Considerando il loro naturale profilo crepuscolare e le grandi capacità uditive, insieme alle capacità sociali e cognitive sopra descritte, sembra plausibile che i gatti possano essere in grado di creare delle rappresentazioni mentali sulla base delle vocalizzazioni.

Cosa sono le rappresentazioni mentali

Una “rappresentazione mentale” (o rappresentazione cognitiva), per le neuroscienze, le scienze cognitive, la filosofia della mente e la psicologia cognitiva, è un simbolo cognitivo interno, o un processo mentale che fa uso di tale simbolo, che rappresenta una realtà esterna. Ad esempio, quando prendiamo in mano il guinzaglio del nostro cane, lui `in grado di rappresentare nella sua mente la passeggiata e le esperienze gradevoli che ne seguono.

Per quanto riguarda le rappresentazioni mentali scaturite dagli stimoli uditivi, queste possono essere viste come una preziosa capacità cognitiva che implica la mappatura spaziale di altri individui utilizzando informazioni come le vocalizzazioni o altri segnali uditivi.

Questa può essere particolarmente vantaggiosa per molti animali, specialmente in condizioni di scarsa visibilità, ad esempio permettendo a prede o predatori la mappatura di altri animali.

Questa consapevolezza del movimento e il poter rintracciare cose che non si possono vedere, è fondamentale per la sopravvivenza di un gatto. La capacità di mappatura mentale è quindi importante per la caccia: come potrebbe un gatto catturare un animale che si muove sotto l'erba se non può usare indizi, come piccoli rumori occasionali, per vedere nella sua mente, dove si trova?

La mappatura mentale, nel caso dei nostri animali familiari, può avere un profondo valore sociale, come confermato dallo studio giapponese; infatti questa abilità è anche definita "cognizione socio-spaziale".

Da un punto di vista sociale, il compagno umano è estremamente importante nella vita di un gatto come fonte di vincolo relazionale, di sicurezza e di cibo. Poterci localizzare è quindi molto importante per i nostri gatti.

I risultati dello studio

Nello studio giapponese è stato testato se i gatti hanno rappresentazioni mentali dei loro pet mate e se li mappano spazialmente sulla base di informazioni uditive sotto forma di vocalizzazioni.

A tal fine, nei set sperimentali avvenuti nelle stesse case dei gatti, gli studiosi hanno presentato ai gatti scenari di "teletrasporto". In un primo esperimento, la voce del pet mate è stata riprodotta in sequenza da due zone diverse della casa, in una simulazione di teletrasporto apparente.

Come condizione di controllo, in un secondo esperimento, sono stati usati suoni fisici non sociali, come ad esempio lo sbattere di una porta, per verificare se le reazioni osservate nell’esperimento 1 fossero specifiche per gli stimoli sociali.
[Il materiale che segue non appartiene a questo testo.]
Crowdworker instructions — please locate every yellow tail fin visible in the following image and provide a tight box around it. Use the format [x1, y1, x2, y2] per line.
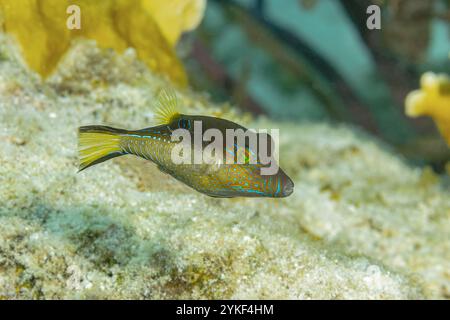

Poiché è impossibile lo stimolo sociale (persona) esista contemporaneamente in due luoghi, mentre è possibile che uno stimolo non sociale (porta che sbatte) possa provenire da due posizioni contemporaneamente, gli studiosi hanno ipotizzato che, se i gatti identificano un individuo familiare dalle vocalizzazioni e ne mappano mentalmente la loro posizione, avrebbero dovuto avere una reazione di stupore in presenza di un "teletrasporto impossibile" del pet mate e non avere la stessa reazione per lo stimolo non sociale.

Così è stato. Osservando le posture, la mimica facciale e la posizione e i movimenti delle orecchie, gli studiosi hanno notato che i gatti sono rimasti sorpresi solo quando le voci dei loro pet mate provenivano improvvisamente da un’altra localizzazione rispetto all’aspettata, come se in qualche modo fossero state teletrasportate lì. Lo stesso non avveniva per i rumori non sociali.

Ciò suggerisce che i gatti hanno una rappresentazione mentale della persona, anche se non visibile, e ne mappano la posizione attraverso la voce, mostrando prove di cognizione socio-spaziale.

Le nostre voci sono parte del legame che condividiamo con i nostri gatti, esserne consapevoli ci permette di comprenderli meglio e di poter sfruttare questa capacità felina di mappatura mentale per migliorare la nostra relazione con loro.